瀬戸内寂聴さんをなぜ世間がありがたがるのかはイマイチ分かりませんが、良いお年寄り・出家した人・更正した人のことは有り難がった方が良いという何となく風潮の後押しがあるのだと思う。私もただ漠然と波瀾万丈な人生を歩まれて現在に至る素敵な方なのだなあ、と思っています。あと、私が通った大学の学長(「女性の品格」を書いた人)と顔がとても似ている…。

 

無名時代の瀬戸内寂聴さんの小説作品発表から59年経ち、2016年に映画化された「花芯」。

小説発表当時はエロ小説、子宮作家と言われ、暫く沈黙をすることとなったとか。

映画と小説は同じ話であり、全く違う表現でもあり、とりあえず両方を見るのがおすすめです。

 

「子宮」という言葉が頻出することで良い印象を持たれなかったようですが、私は全く逆だと思います。部位を表す他の言葉を用いるよりも、「子宮」という言葉を使うことで、、身体全てや人生や生命についての様々な一言では言い切れない不思議さ奥深さやるせなさが伝わってきました。

行為についてではなく、一人の女の生き様を描いているので「子宮」という言葉がしっくり来るのだと思いました。

 

子宮という言葉に何の批判が集まるのでしょうか。当たり前ですが、子宮は娼婦以外のすべての女にもついています。一人で生きていくことを選ぶ女性も、普通の幸せを築く女性も、月に一度月経と向き合います。

私はめちゃくちゃ重い方なので、月経前は精神的に不安定になるし、始まるとあまりの痛みで、今日も仕事に支障があったし2日間ろくに眠れていません。

 

この物語の主人公は、美貌を持ち官能を匂わせる、最終的には娼婦となる女性。性に奔放なあまり、性に対して冷めているような女性。

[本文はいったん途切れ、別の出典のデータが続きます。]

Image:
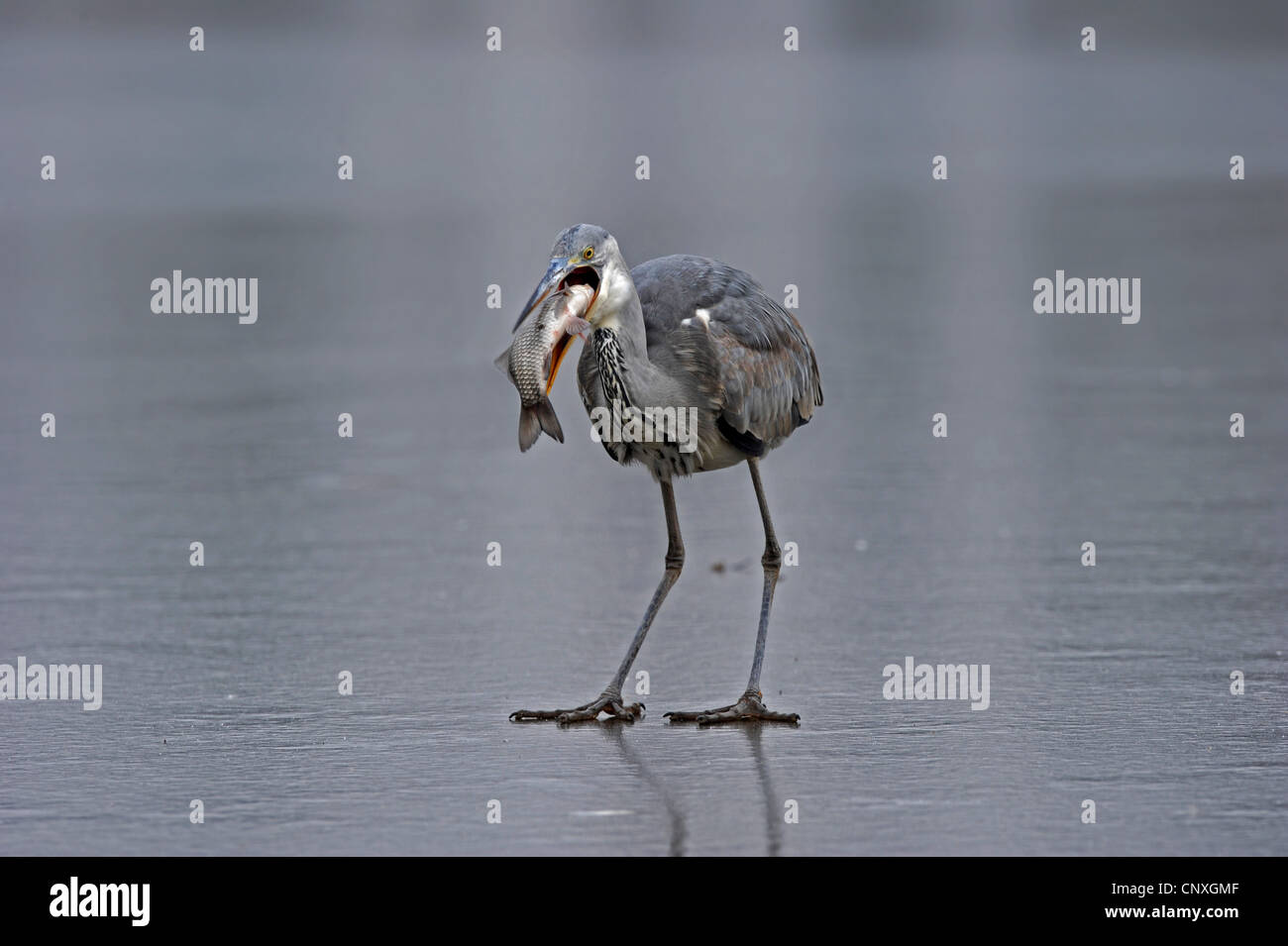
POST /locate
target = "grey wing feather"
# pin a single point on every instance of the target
(767, 368)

「好きでもない人とでもこうなのなら、好きな人とならどうなっちゃうのかしら」なんて台詞を夫に吐いて、結局好きな人とは一度めの行為でこんなものかと、恋ごころを無くしてしまいます。

裸での演技はいつも少し、どこかつまらなそうにしているところが魅力的です。

台本にも行為中のところに「鼻をかく」との指示がされていたそうです。

 

 

したたかな女の人の話、私は好きです。

他作品だと、特に、島田雅彦作「傾国子女」は、私が一番好きな本の一つです。